On the side of core optimization, we have ported the 3DHit program to the novel high-performance architectures and achieved very good rate of speedup. Our accelerated programs will be embedded into the web application, which will allow very fast and accurate mechanism for structural alignment of proteins. By taking advantage of PowerXCell8i and Quad-Core x86 novel architectures, we were able to significantly reduce time of single computation and as a result provide scientists all over the world with always up-to-date and fast tool for structural alignment experiments. The present version of our algorithm is very fast. It takes circa 2 s for a query protein of 500 amino acids to scan a database of 1,000 templates. The single comparison of two proteins with circa 500 amino acids is performed within a runtime of 0.002 s for 3DHit, where older version of the software took around 0.017 s. Other structural alignment programs are significantly slower, CE takes 3 s to compare two typical proteins, LGScore2 is around 6 s.

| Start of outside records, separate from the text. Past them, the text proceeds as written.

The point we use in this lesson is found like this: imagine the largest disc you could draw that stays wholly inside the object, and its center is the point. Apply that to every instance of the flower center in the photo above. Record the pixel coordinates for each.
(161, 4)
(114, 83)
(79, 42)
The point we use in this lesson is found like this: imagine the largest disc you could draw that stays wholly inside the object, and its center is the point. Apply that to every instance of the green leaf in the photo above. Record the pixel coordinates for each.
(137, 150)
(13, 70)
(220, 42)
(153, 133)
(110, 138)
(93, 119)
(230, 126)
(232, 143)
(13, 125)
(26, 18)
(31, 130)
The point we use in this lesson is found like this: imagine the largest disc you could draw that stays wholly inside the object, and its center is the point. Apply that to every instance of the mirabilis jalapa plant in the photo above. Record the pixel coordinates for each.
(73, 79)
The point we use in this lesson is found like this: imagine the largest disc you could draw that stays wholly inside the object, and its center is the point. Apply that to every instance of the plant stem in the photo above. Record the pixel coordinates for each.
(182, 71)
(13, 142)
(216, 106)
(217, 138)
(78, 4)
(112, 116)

Because of its speed and portability (the source code is available from authors upon request) we believe that 3DHit program will continue to be widely used in structural genomics projects, improving the structural comparison of newly crystallized proteins with large structural databases. We are planning to provide the internet web server interface to the PDB database, in order to give user access to rapid structural alignment of its protein of interest with three-dimensional crystals or 3D models of proteins.